For a change, it wasn’t just out-of-towners wandering slack-jawed at the sights of Manhattan. Facing a massive cleanup from Sandy’s devastation Tuesday, New Yorkers were a state of disbelief as they realized that America’s largest city, for all its museums and Broadway shows, its noisy subways and neon-lit squares, was no match for a super storm.

“The weirdest thing is going from being totally plugged in to being totally incommunicado,” said Carlos Cucurella, as he described the second when his world — and that of more than a quarter-million other residents of Lower Manhattan — went dark when the storm suddenly walloped the city at about 8:30 p.m. EDT Monday.

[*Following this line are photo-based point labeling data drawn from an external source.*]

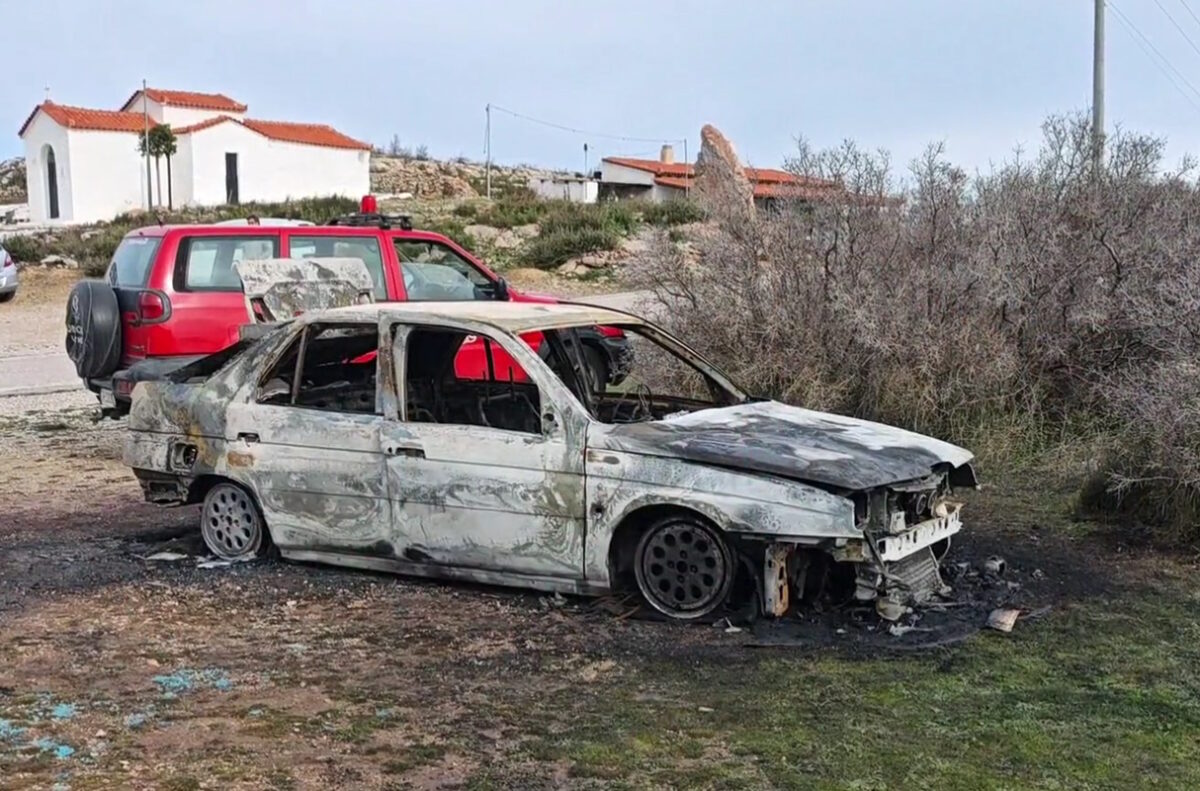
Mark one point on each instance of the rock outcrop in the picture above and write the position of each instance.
(419, 178)
(721, 185)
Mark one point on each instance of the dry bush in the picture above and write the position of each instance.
(1018, 304)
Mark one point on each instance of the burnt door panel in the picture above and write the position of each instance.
(52, 184)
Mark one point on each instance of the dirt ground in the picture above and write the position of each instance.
(34, 321)
(120, 671)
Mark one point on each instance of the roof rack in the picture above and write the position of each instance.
(375, 220)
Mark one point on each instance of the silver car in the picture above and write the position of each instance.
(9, 279)
(465, 441)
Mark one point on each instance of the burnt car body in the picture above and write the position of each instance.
(347, 437)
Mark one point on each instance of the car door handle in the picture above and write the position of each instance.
(405, 450)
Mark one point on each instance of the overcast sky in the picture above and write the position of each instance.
(893, 73)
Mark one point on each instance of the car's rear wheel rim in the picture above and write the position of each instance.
(231, 523)
(684, 568)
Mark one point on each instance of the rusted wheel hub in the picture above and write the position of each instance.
(229, 523)
(683, 568)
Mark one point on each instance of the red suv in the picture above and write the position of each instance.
(172, 294)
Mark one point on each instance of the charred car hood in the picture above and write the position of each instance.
(802, 444)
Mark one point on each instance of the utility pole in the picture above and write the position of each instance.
(145, 144)
(487, 149)
(687, 190)
(1098, 85)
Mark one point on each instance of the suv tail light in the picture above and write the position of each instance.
(153, 306)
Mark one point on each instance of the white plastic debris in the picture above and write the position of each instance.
(167, 557)
(1002, 619)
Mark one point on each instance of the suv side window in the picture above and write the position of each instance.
(435, 273)
(329, 367)
(365, 249)
(205, 263)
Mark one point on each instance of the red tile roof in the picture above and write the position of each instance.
(654, 166)
(683, 172)
(305, 133)
(82, 118)
(190, 99)
(203, 125)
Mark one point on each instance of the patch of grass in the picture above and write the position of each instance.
(550, 250)
(451, 228)
(1102, 694)
(671, 213)
(519, 208)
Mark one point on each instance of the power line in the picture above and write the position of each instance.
(1144, 43)
(1182, 31)
(579, 131)
(1191, 12)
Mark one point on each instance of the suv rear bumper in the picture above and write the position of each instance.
(114, 391)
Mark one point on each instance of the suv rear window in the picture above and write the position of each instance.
(205, 263)
(131, 261)
(365, 249)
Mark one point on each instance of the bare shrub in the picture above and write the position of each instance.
(1035, 298)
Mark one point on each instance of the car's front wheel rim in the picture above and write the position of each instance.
(683, 568)
(231, 523)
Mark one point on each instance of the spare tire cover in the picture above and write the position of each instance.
(94, 329)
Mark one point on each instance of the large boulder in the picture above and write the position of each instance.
(721, 185)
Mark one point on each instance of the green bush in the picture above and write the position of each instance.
(515, 209)
(671, 213)
(563, 216)
(550, 250)
(466, 210)
(25, 249)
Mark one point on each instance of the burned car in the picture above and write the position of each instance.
(466, 441)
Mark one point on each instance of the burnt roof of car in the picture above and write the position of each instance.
(514, 317)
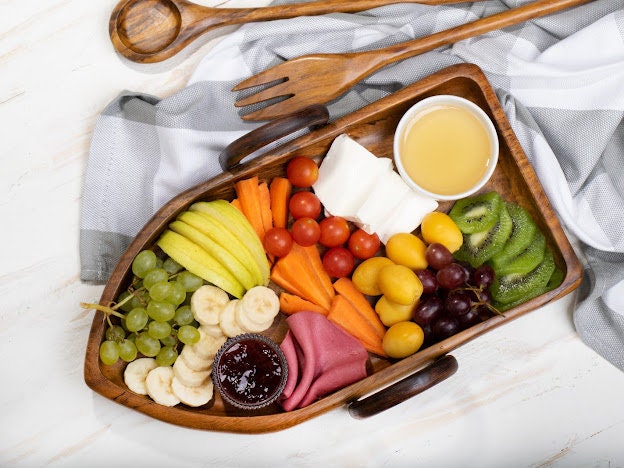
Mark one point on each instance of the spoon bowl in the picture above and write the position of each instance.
(148, 31)
(145, 34)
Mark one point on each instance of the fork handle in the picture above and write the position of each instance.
(373, 60)
(439, 370)
(311, 116)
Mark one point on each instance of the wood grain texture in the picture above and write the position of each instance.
(372, 126)
(148, 31)
(334, 74)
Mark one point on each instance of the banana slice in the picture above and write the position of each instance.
(207, 302)
(260, 304)
(188, 376)
(244, 321)
(193, 396)
(194, 360)
(227, 320)
(136, 372)
(208, 345)
(158, 383)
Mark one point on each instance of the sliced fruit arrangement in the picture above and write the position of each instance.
(216, 242)
(504, 236)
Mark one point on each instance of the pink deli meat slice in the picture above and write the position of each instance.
(321, 358)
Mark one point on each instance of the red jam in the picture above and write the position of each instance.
(250, 371)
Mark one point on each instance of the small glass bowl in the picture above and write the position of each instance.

Cucurella had been in his West Village apartment watching coverage of Sandy on TV, while following Facebook and Twitter updates and swapping text messages with friends.

Then a transformer exploded at a midtown Con Edison electrical substation. His six-story building and hundreds of others lost power. In an instant, much of Manhattan’s brilliant skyline became a gloomy shadow against the night sky.

Over the next 30 minutes, as a moon-driven high tide surged in at record levels, and the storm pushed the Atlantic Ocean sloshing into New York Harbor, rivers of cold gray water suddenly ran 3 feet deep on some city streets.

That’s when Grace Martinez looked out her 3rd-floor window on the Lower East Side and saw something she’d never seen before: cars floating down Avenue C.

Upstairs, her neighbor, Luzdelia Cruz, got a call from her sister. “There’s a guy going by in a Jet-Ski,” she told Cruz.

Just as quickly, the flood began to recede. By 1 a.m. Tuesday, it was over.

Only it wasn’t. The city used as a location for countless Hollywood disaster movies suddenly looked like the real thing, complete with the sound track of wailing sirens.